ROSIE BINDALBINDAL - FISH TRAP
ROSIE BINDALBINDAL
FISH TRAP, 2005
120 x 40 cm
Pandanus (Pandanus Spiralis)
REGION
Maningrida : NT
PROVENANCE
Maningrida Arts & Culture, NT
Bim Bam Byron Bay, NSW
Private Collection, NSW
Cooee Art Leven, NSW
STORY
To make fish traps and fish nets artists firstly get vine - mirlarl from the jungle and they put it in water overnight to soften it. Next, they start weaving it; they make rings for the inside to keep the fish trap's shape. Artists work for three or four weeks on the one fish trap. To tie the conical end of the fish trap and to attach the rings they use string from kurrajong - burdaga.

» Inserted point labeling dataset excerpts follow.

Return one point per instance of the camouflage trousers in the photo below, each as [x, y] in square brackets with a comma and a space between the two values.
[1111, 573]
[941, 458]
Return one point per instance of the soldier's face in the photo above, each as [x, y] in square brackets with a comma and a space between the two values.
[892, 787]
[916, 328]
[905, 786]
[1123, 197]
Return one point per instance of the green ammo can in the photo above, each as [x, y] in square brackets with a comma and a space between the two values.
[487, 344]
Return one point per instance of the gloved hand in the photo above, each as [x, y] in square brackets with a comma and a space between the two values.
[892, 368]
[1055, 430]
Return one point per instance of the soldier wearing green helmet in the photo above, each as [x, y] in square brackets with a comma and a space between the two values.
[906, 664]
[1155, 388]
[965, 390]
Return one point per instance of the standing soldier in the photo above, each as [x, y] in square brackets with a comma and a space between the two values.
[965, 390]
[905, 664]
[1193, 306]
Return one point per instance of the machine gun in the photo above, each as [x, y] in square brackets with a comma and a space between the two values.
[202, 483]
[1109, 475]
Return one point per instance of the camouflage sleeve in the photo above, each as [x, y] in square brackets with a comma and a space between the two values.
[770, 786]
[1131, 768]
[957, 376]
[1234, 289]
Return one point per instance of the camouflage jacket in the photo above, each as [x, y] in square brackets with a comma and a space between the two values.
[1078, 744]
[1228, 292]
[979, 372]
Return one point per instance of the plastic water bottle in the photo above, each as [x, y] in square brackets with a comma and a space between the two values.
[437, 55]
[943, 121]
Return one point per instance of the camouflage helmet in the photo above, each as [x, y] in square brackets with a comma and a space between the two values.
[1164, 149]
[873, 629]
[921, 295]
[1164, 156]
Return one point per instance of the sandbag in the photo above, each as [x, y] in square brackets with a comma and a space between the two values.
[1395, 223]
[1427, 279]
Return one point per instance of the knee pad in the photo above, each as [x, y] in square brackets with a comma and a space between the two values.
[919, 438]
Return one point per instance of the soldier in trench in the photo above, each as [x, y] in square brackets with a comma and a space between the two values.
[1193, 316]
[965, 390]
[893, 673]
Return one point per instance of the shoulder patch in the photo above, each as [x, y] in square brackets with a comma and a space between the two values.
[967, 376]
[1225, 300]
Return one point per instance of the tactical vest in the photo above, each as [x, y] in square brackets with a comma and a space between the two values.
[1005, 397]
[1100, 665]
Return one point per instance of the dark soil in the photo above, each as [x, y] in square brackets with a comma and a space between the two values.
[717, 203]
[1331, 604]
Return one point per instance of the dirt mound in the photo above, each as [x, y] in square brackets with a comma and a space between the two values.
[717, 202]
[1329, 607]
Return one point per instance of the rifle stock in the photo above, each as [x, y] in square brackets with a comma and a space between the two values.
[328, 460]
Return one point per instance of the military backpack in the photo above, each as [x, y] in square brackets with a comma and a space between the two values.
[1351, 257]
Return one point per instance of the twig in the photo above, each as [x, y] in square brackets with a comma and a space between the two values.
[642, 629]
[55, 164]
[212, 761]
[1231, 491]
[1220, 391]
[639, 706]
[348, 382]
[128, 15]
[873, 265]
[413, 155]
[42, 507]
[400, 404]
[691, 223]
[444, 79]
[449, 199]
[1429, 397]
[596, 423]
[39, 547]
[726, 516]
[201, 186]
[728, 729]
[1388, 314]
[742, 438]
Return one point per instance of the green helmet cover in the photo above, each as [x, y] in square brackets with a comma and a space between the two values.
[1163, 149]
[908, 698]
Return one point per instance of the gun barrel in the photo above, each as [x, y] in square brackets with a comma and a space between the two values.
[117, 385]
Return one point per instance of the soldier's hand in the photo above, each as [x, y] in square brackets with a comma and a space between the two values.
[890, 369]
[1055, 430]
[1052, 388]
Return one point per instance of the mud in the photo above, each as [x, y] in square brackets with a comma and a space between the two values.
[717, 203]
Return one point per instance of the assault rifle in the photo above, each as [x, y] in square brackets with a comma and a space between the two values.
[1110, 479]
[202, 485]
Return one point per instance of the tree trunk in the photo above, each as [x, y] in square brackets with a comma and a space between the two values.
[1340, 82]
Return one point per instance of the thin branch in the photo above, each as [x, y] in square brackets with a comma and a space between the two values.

This fish trap, is used in the salt water side and the fresh water side and the people also used fish net fences called mun-dirra. A long time ago they would put the mun-dirra - fish net fences across rivers and creeks and in the middle they would place the an-gujechiya the fish trap.
People catch fish like saltwater barramundi - rajarra, freshwater barramundi - janambal, small back freshwater catfish - buliya, bonefish - an-guwirrpiya, and sandbass - dalakan in these fishtraps.